На такси. Оставила машину. Была слиш ком пьяной, чтобы вести. Мы пили виски прямо из бутылок. Каждая из своей. Я не пьяная, Агнешка. А если и пьяна, то на верняка не от спиртного.
Мириам имеет дело почти исключительно с «позитивами» или с семьями «позитивов». Она работает в клинике вот уже четырнадцать лет. И еще НИКОГДА (fucking NEVER) за эти четырнадцать лет не было такого, чтобы негативный результат не подтвердился. Позитивные тесты, эти, бывало, не подтверждались.
Сегодня днем Мириам придет ко мне и заберет меня к своей подруге, работающей в другой клинике. В Бостоне. Для того чтобы убедиться. Мириам хочет быть fucking SURE.
Только после этого теста я позвоню Энрике.
Четверг, 15 апреля
Прошло Великое воскресенье. В ночь с субботы на воскресенье я воскресла…
Но гроб я покинула только сегодня, около полудня. Бостон подтвердил результат теста.
N-E-G-A-T-I–V-E Я чувствовала, как возношусь в небеса.
Энрике не отвечает на мои телефонные звонки. Я подсунула под дверь «его» ванной конверт с результатами теста.
Второй я положила на его столе, третий — среди тарелок на кухонной полке, четвертый забросила ему в машину в гараже, пятый положила на подушку в комнате, где он спит, шестой закрыла в сейфе в спальне, седьмой приколола кнопкой на пробковом щите в его кабинете.

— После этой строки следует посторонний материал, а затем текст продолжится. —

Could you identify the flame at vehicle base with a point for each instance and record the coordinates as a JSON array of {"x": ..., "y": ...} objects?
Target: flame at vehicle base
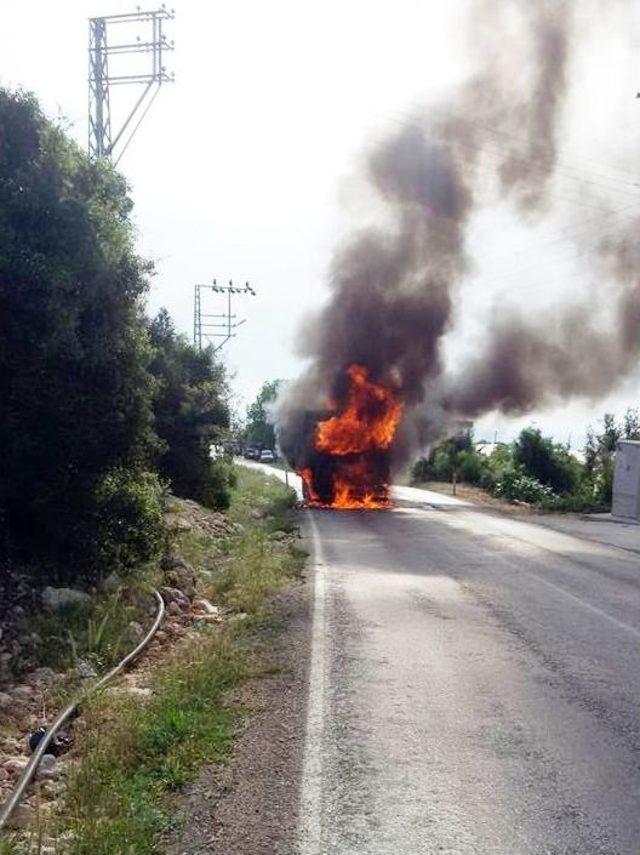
[{"x": 349, "y": 465}]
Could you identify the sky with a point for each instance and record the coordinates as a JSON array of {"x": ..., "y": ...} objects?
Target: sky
[{"x": 245, "y": 167}]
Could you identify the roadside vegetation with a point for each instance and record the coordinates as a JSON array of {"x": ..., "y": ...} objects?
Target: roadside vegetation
[
  {"x": 135, "y": 753},
  {"x": 102, "y": 409},
  {"x": 259, "y": 431},
  {"x": 534, "y": 469}
]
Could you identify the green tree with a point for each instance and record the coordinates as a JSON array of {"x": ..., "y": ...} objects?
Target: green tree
[
  {"x": 548, "y": 462},
  {"x": 631, "y": 428},
  {"x": 191, "y": 415},
  {"x": 75, "y": 393},
  {"x": 260, "y": 430}
]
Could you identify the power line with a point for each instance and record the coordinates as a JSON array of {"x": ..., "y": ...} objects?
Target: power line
[
  {"x": 102, "y": 143},
  {"x": 206, "y": 326}
]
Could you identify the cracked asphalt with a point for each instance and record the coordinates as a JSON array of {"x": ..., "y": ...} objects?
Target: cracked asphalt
[{"x": 474, "y": 687}]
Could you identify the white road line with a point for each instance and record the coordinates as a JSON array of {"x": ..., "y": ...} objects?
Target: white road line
[
  {"x": 310, "y": 824},
  {"x": 585, "y": 605}
]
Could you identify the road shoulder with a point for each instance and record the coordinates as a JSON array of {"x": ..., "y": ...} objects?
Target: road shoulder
[{"x": 249, "y": 806}]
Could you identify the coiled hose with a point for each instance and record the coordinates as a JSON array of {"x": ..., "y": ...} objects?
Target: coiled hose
[{"x": 28, "y": 772}]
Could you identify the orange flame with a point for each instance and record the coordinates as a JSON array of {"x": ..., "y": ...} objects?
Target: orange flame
[
  {"x": 356, "y": 438},
  {"x": 368, "y": 422}
]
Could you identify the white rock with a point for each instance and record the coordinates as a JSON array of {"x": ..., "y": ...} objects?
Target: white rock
[
  {"x": 21, "y": 818},
  {"x": 111, "y": 583},
  {"x": 85, "y": 670},
  {"x": 135, "y": 633},
  {"x": 22, "y": 693},
  {"x": 15, "y": 765},
  {"x": 41, "y": 677},
  {"x": 49, "y": 769},
  {"x": 203, "y": 605},
  {"x": 58, "y": 598}
]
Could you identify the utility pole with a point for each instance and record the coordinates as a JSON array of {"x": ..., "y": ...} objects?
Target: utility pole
[
  {"x": 222, "y": 325},
  {"x": 101, "y": 49}
]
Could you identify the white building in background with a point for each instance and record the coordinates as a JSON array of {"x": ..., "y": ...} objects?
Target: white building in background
[{"x": 626, "y": 480}]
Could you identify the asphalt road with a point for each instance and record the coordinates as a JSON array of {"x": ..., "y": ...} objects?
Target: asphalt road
[{"x": 474, "y": 687}]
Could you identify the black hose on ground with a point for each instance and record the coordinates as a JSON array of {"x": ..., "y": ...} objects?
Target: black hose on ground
[{"x": 29, "y": 771}]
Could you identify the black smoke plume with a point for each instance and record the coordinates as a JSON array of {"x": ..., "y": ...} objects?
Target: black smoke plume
[{"x": 393, "y": 287}]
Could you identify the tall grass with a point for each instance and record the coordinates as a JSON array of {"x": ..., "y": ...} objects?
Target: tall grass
[{"x": 135, "y": 755}]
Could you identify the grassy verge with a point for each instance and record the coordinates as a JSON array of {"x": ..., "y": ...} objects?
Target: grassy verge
[{"x": 135, "y": 755}]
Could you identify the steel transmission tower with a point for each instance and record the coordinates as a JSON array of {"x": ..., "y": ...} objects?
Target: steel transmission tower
[
  {"x": 222, "y": 325},
  {"x": 101, "y": 50}
]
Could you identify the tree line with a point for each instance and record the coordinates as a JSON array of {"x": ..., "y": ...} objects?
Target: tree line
[
  {"x": 101, "y": 408},
  {"x": 534, "y": 468}
]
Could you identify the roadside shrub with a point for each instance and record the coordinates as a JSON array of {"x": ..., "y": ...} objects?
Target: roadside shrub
[
  {"x": 548, "y": 463},
  {"x": 515, "y": 485},
  {"x": 75, "y": 391},
  {"x": 130, "y": 527}
]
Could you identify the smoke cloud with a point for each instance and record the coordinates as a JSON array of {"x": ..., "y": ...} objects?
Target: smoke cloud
[{"x": 393, "y": 287}]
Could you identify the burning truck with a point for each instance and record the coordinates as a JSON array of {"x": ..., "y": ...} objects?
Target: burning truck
[{"x": 345, "y": 459}]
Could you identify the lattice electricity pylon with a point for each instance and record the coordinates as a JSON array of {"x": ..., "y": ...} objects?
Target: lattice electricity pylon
[
  {"x": 207, "y": 327},
  {"x": 101, "y": 143}
]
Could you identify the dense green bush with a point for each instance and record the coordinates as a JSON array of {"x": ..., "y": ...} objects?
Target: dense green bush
[
  {"x": 516, "y": 485},
  {"x": 547, "y": 462},
  {"x": 75, "y": 392},
  {"x": 129, "y": 518}
]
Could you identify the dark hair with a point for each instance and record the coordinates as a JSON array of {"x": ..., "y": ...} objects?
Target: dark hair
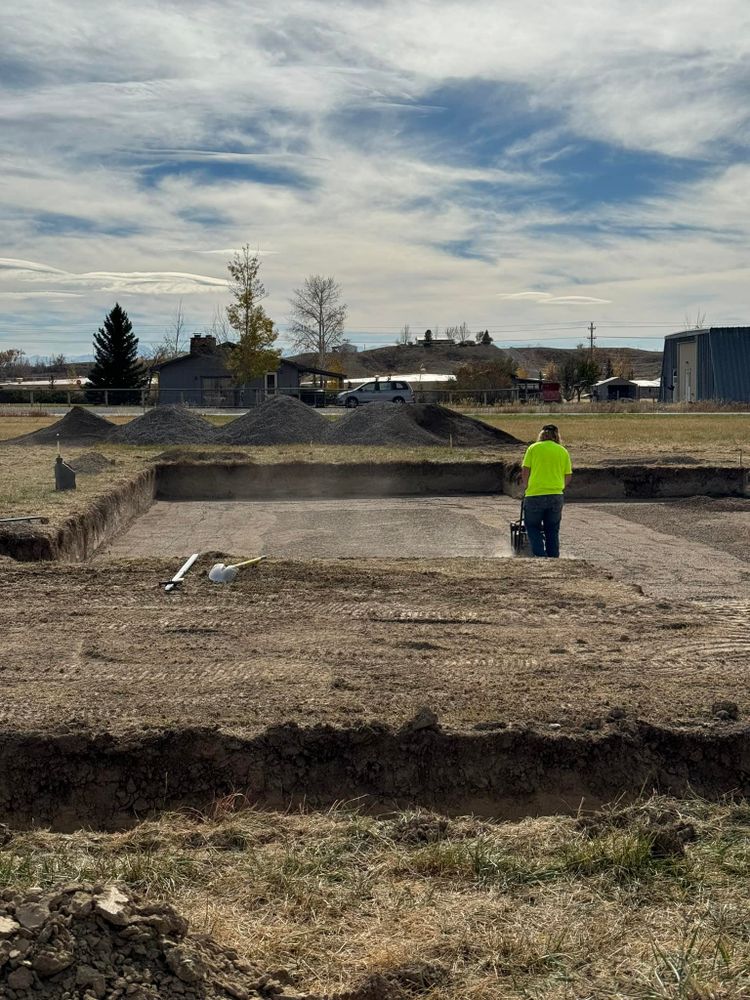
[{"x": 549, "y": 433}]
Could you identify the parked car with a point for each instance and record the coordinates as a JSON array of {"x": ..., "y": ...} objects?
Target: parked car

Семь.
По числу дней в неделе. Я все еще помню мои недели. Страстные недели…

 

 

Пятница, 30 июля Я не настаиваю на том, чтобы он любил меня. Я хочу только, чтобы он больше не надевал резиновые перчатки на кухне и чтобы перестал меня ненавидеть.
Пятница, 21 августа Вчера я сделала пилинг коленей. С кожей я сняла все остававшиеся во мне осколки. Сразу после этого позвонила в агентство в Бостоне и заказала билет в Польшу. В один конец. Мириам обещала, что поможет мне со сборами. В Краков прилетаю 18 сентября.
В великую для меня субботу. Накануне, надеюсь, великого воскресенья.